Zehntausende demonstrieren für Agrarwende
Landwirte und Bürger gingen am Wochenende gegen Riesenställe und zu viel Unkrautgift auf die Straßen
BERLIN/TÜBINGEN (dpa) - Angeführt von rund 170 Traktoren haben mehrere zehntausend Menschen in Berlin für eine Wende zu mehr Umweltund Tierschutz in der Landwirtschaft demonstriert. Unter dem Motto „Wir haben Agrarindustrie satt“zogen nach Veranstalterangaben am Samstag rund 35 000 Menschen durch das Regierungsviertel – parallel zur Ermährungsmesse Grüne Woche. Eine ebenfalls in der Hauptstadt tagende AgrarministerKonferenz sprach sich für eine stärkere weltweite Kooperation bei der Digitalisierung der Landwirtschaft aus. Sie soll bei einer schonenderen Produktion und dem Kampf gegen Hunger helfen.
Zu der Demonstration für eine Agrarwende hatte ein Bündnis von Landwirten, Tier- und Umweltschützern aufgerufen. An der Agrarminister-Konferenz im Außenministerium übergaben sie eine Protestnote. Darin stand, dass „bäuerliche Arbeit auf den Äckern und Feldern und in den Ställen etwas sehr Wertvolles und vor allem Schützenswertes“sei. Das Bündnis fordert auch für die Verhandlungen zur künftigen EU-Agrarfinanzierung mehr Klima- und Naturschutz, mehr Unterstützung für kleinere Höfe und artgerechte Tierhaltung.
Bundesagrarministerin Julia Klöckner (CDU) wandte sich mit Blick auf die Demonstration gegen Polarisierungen.

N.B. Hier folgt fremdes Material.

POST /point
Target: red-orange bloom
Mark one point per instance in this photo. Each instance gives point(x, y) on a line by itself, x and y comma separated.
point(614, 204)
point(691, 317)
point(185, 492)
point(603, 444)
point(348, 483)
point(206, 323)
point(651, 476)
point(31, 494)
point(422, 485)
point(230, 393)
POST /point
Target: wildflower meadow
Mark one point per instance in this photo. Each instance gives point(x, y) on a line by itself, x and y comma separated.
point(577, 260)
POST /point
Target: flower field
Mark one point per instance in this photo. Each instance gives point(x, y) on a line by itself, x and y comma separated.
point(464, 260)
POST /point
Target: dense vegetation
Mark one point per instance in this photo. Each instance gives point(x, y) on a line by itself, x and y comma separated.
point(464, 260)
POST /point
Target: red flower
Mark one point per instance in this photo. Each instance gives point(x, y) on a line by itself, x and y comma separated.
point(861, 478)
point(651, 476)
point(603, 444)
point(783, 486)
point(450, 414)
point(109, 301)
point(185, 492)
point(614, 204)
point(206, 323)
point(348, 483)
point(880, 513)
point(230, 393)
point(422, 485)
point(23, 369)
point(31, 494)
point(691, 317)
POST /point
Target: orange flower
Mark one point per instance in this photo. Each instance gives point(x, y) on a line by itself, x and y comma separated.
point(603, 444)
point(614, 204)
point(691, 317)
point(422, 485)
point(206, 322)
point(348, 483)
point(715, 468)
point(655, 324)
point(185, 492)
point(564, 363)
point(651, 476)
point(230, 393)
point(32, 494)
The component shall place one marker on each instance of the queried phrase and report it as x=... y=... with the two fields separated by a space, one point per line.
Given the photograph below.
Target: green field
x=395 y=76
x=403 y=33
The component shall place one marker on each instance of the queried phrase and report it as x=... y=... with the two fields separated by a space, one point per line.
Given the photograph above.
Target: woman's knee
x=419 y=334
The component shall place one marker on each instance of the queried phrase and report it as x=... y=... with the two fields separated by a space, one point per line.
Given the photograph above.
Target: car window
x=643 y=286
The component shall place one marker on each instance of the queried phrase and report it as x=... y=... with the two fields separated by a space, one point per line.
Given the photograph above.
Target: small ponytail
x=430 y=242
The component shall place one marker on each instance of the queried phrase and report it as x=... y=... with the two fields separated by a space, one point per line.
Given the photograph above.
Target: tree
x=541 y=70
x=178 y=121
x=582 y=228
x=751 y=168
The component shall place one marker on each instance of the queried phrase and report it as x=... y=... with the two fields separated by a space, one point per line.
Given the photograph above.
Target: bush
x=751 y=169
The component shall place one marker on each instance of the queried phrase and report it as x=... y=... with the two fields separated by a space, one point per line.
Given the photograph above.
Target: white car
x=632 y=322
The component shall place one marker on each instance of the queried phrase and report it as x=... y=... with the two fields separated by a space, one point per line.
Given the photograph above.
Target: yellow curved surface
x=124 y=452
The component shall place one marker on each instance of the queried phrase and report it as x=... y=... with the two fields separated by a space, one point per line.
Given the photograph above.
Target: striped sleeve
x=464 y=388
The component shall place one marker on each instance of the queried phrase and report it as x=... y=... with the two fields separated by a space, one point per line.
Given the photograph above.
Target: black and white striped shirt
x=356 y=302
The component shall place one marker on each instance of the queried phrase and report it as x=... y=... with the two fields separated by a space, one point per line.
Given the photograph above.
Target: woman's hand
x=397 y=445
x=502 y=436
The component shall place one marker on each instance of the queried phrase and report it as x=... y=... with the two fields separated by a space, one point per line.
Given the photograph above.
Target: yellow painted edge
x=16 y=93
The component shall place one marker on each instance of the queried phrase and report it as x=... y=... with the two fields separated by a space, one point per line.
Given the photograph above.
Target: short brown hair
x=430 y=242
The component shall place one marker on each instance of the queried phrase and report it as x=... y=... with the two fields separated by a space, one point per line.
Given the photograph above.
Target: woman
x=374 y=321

Es sei eine Herausforderung, die wachsende Weltbevölkerung zu ernähren. „Wir werden sie nicht satt machen mit einem Teilausstieg aus der landwirtschaftlichen Produktion.“Es komme auf eine nachhaltigere, effizientere und umweltgerechtere Produktion an. „Aber wir brauchen den Landwirt.“Es gehe nicht mit einem Gegeneinander und mit Pauschalisierungen.
Die Agrarminister-Konferenz mit Regierungsvertretern aus 74 Staaten beschloss einen Anstoß für mehr Kooperation bei der Digitalisierung. Die Welternährungsorganisation FAO solle nun ein Konzept für einen globalen „Digitalrat“ausarbeiten, wie Gastgeberin Klöckner sagte. Er soll Länder beraten und den Erfahrungsaustausch vorantreiben. Ziel seien gemeinsame Lösungen, um den Technologie-Zugang auch für Kleinbauern zu verbessern. GrünenAgrarpolitiker Harald Ebner forderte ein weitergehendes Umsteuern: „Wer Digitalisierung nur innerhalb des bestehenden Systems denkt, verschenkt ihr Potenzial.“
EU-Gesundheitskommissar Vytenis Andriukaitis zeigte sich offen für das von der Bundesregierung geplante staatliche Tierwohl-Label für Fleisch aus besserer Haltung. Er sei für jegliche Maßnahmen und auch Kennzeichnungen, um den Tierschutz zu erhöhen. Generell müsse man vorsichtig sein, keine Barrieren im EU-Binnenmarkt zu schaffen.
Für eine klimafreundliche Landwirtschaft sind auch in Tübingen zahlreiche Menschen auf die Straße gegangen. Die Polizei zählte bei einer Demonstration rund 2500 Teilnehmer. Aufgerufen hatten Umweltschutzverbände. Die Veranstaltung des BUND Neckar-Alb in Tübingen stand unter dem Motto: „Wir haben es satt!“.